Inspector Weymouth, dazed, disheveled, clutching his head
as a man who has passed through the Valley of the Shadow--
but sane--sane!--walked out into the porch!

He looked towards us--his eyes wild, but not with the fearsome
wildness of insanity.

"Mr. Smith!" he cried--and staggered down the path--"Dr. Petrie! What--"

There came a deafening explosion. From EVERY visible window
of the deserted cottage flames burst forth!

"QUICK!" Smith's voice rose almost to a scream--"into the house!"

He raced up the path, past Inspector Weymouth, who stood
swaying there like a drunken man. I was close upon his heels.
Behind me came the police.

The door was impassable! Already, it vomited a deathly heat,
borne upon stifling fumes like those of the mouth of the Pit.
We burst a window. The room within was a furnace!
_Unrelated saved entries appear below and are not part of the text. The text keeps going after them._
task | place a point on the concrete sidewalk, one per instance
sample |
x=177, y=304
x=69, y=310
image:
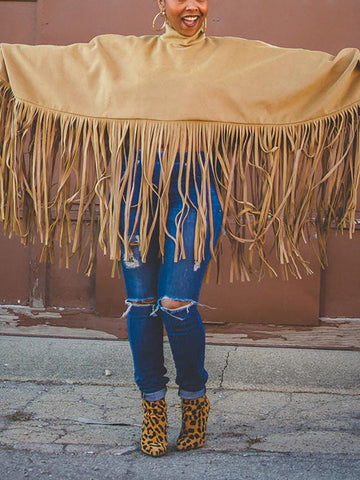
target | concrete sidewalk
x=276, y=413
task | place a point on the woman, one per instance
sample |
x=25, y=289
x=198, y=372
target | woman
x=167, y=292
x=176, y=138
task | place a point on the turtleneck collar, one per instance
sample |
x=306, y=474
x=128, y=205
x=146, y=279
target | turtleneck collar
x=175, y=38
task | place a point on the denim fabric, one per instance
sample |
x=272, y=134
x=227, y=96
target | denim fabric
x=157, y=279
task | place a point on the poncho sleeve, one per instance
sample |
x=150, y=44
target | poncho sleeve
x=278, y=128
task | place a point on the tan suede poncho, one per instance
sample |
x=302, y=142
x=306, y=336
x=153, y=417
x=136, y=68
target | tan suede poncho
x=279, y=128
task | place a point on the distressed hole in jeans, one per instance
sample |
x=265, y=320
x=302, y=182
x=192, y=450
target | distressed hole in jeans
x=197, y=266
x=175, y=305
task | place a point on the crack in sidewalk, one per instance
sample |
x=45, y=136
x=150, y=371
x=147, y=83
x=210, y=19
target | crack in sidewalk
x=225, y=367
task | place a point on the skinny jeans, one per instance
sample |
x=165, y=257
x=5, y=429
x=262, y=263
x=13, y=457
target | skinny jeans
x=158, y=279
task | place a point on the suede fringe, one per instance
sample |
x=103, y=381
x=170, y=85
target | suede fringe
x=63, y=178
"My God!" cried someone. "This is supernatural!"

"Listen!" cried another. "Listen!"

The crowd which a fire can conjure up at any hour of day
or night, out of the void of nowhere, was gathering already.
But upon all descended a pall of silence.

From the heat of the holocaust a voice proclaimed itself--a voice raised,
not in anguish but in TRIUMPH! It chanted barbarically--and was still.

The abnormal flames rose higher--leaping forth from every window.

"The alarm!" said Smith hoarsely. "Call up the brigade!"


I come to the close of my chronicle, and feel that I betray a trust--
the trust of my reader. For having limned in the colors at my
command the fiendish Chinese doctor, I am unable to conclude my task
as I should desire, unable, with any consciousness of finality,
to write Finis to the end of my narrative.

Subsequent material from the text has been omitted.